Now THAT's Open Data -- The Google NGram Viewer Corpus

Now THAT’s Open Data!

FINISHED --2016-08-18 15:30:00--
Total wall clock time: 3d 23h 19m 17s
Downloaded: 6833 files, 3.2T in 3d 14h 55m 31s (10.7 MB/s)
Converted links in 0 files in 0 seconds.

It’s 10% of all the books published up until 2008, on one (large) harddrive. It’s only the N-grams, rather than full text with punctuation, like Gutenberg. But N = 5. So you could reconstruct a lot of the books from that, if it weren’t for that pesky minimum document (book) frequency threshold of 40 books…

For those less hordy than me, you can just query the data through the slick API for fun things like officiating a “race” between Python, Ruby, C/C++, and Perl:

Unfortunately, I’d already used quite a bit of the 4T USB drive (downloading the Gutenberg Project books, among other things). So I scrolled further up the terminal log to see:

storage.googleapis.com/books/ngrams/books/googlebooks-spa-all-5gram-20090715-99.csv.zip: No space left on deviceCannot write to ‘storage.googleapis.com/books/ngrams/books/googlebooks-spa-all-5gram-20090715-99.csv.zip’ (Success).
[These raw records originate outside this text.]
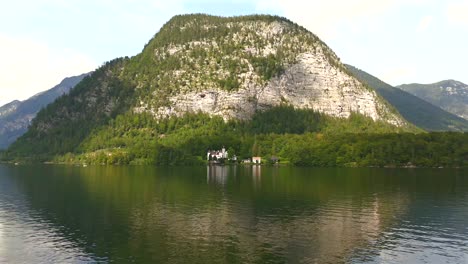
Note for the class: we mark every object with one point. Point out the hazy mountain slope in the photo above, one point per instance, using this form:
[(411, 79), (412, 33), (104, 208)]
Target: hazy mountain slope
[(412, 108), (224, 67), (16, 116), (450, 95)]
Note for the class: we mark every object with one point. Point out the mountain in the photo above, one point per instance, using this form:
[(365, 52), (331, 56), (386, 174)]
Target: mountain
[(15, 117), (197, 70), (417, 111), (450, 95), (9, 108)]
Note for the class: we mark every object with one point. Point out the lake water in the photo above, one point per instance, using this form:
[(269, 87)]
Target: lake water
[(251, 214)]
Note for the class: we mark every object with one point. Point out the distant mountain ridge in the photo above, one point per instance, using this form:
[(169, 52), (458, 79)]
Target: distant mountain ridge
[(227, 68), (450, 95), (418, 111), (16, 116)]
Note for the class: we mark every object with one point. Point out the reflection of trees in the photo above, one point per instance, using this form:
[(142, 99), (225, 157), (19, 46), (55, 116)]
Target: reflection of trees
[(175, 214)]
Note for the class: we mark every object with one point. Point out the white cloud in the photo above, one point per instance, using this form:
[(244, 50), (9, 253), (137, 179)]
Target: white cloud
[(425, 23), (327, 18), (457, 13), (28, 67), (396, 76)]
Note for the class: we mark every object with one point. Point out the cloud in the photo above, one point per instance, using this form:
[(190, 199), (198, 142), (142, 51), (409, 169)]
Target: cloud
[(396, 76), (28, 67), (425, 23), (327, 18), (457, 13)]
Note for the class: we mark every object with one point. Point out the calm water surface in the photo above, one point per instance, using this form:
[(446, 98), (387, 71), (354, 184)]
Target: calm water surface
[(60, 214)]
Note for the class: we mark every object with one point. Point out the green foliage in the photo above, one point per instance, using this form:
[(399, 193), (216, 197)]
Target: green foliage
[(300, 137), (97, 124), (413, 109)]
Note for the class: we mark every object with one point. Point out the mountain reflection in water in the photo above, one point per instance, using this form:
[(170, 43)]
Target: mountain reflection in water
[(232, 214)]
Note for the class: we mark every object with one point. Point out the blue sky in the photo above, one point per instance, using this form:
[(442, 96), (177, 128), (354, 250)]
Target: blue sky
[(399, 41)]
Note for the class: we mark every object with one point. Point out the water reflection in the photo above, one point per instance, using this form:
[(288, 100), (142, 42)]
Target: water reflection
[(241, 214), (217, 174)]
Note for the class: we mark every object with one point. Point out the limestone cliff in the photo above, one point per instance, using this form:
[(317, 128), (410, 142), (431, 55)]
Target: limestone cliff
[(309, 75)]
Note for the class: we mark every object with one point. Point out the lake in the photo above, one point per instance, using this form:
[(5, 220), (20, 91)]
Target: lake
[(232, 214)]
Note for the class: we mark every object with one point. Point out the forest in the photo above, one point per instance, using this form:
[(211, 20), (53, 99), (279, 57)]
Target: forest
[(296, 137)]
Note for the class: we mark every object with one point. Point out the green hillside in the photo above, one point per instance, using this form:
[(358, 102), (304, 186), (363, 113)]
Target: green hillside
[(450, 95), (417, 111), (111, 116)]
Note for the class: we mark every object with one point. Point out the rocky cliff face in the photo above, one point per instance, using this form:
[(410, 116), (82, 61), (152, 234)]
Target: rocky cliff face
[(311, 76)]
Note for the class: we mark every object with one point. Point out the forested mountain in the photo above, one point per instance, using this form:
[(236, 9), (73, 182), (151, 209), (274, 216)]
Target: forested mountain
[(417, 111), (15, 117), (260, 85), (450, 95)]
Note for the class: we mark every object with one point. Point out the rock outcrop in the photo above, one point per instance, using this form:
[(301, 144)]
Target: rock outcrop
[(312, 77)]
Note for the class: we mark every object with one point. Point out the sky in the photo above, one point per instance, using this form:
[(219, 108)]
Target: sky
[(399, 41)]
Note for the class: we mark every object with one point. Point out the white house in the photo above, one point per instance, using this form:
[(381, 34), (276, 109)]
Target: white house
[(256, 160), (217, 154)]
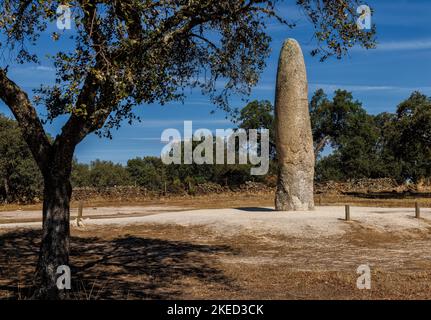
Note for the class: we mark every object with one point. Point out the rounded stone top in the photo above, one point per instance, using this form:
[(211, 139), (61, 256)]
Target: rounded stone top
[(290, 45)]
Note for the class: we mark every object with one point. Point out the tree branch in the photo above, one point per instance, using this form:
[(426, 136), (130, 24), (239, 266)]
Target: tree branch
[(31, 127)]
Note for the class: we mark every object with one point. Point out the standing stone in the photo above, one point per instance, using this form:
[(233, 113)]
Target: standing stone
[(294, 139)]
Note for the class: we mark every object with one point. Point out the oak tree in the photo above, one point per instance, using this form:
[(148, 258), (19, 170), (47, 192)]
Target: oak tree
[(133, 52)]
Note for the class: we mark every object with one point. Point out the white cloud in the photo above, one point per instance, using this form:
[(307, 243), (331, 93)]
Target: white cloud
[(417, 44)]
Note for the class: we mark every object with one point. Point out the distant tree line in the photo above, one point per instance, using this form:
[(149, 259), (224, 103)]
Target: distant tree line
[(349, 142)]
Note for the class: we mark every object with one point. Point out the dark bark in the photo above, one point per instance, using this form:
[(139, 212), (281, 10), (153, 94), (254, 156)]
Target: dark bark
[(54, 249)]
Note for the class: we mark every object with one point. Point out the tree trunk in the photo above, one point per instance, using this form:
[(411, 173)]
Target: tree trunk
[(54, 250)]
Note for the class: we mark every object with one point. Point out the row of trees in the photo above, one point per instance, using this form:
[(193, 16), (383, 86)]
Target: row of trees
[(352, 144), (349, 143)]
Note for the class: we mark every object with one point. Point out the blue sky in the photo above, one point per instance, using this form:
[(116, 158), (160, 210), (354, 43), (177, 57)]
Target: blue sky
[(379, 78)]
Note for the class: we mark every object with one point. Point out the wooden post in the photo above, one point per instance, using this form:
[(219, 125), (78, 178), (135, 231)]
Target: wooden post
[(417, 210), (347, 212)]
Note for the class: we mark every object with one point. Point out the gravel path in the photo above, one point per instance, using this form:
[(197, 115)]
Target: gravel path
[(324, 221)]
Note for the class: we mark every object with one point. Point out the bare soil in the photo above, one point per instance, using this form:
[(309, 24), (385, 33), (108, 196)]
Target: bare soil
[(163, 257)]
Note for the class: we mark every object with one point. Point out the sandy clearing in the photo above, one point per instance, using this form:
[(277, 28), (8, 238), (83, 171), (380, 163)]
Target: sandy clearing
[(324, 221), (90, 212)]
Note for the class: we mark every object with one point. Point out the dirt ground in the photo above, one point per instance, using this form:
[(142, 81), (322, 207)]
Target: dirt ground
[(173, 259)]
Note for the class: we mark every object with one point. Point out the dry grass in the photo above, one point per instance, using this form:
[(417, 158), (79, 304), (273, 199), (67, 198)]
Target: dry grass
[(174, 262)]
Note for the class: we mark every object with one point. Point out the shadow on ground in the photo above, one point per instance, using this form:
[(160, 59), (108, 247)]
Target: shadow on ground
[(123, 268), (255, 209)]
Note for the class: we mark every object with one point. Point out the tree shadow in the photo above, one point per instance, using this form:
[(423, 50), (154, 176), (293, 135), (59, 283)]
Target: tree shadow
[(256, 209), (127, 267)]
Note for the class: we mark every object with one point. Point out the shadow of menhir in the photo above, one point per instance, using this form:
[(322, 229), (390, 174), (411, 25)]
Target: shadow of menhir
[(124, 268)]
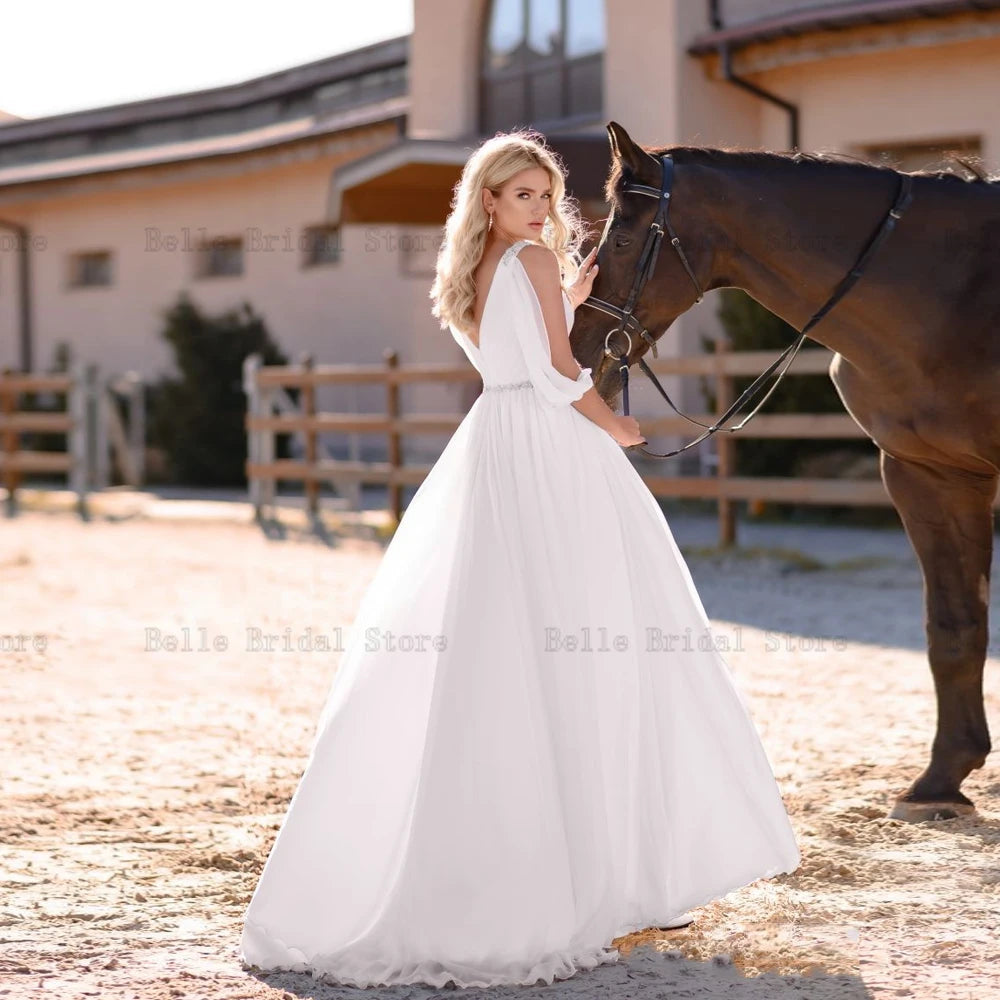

hobs@adder:/media/nas/data/corpora/googlebooks$ df -h
Filesystem                   Size  Used Avail Use% Mounted on
//totalgood/disk1_pt1/       3.7T  3.7T   20K 100% /media/nas

Time to RAID up, I guess, before I rerun

wget -r --accept gz,zip --mirror --adjust-extension --convert-links --no-parent --backup-converted --level 1 http://storage.googleapis.com/books/ngrams/books/datasetsv2.html

Written on August 18, 2016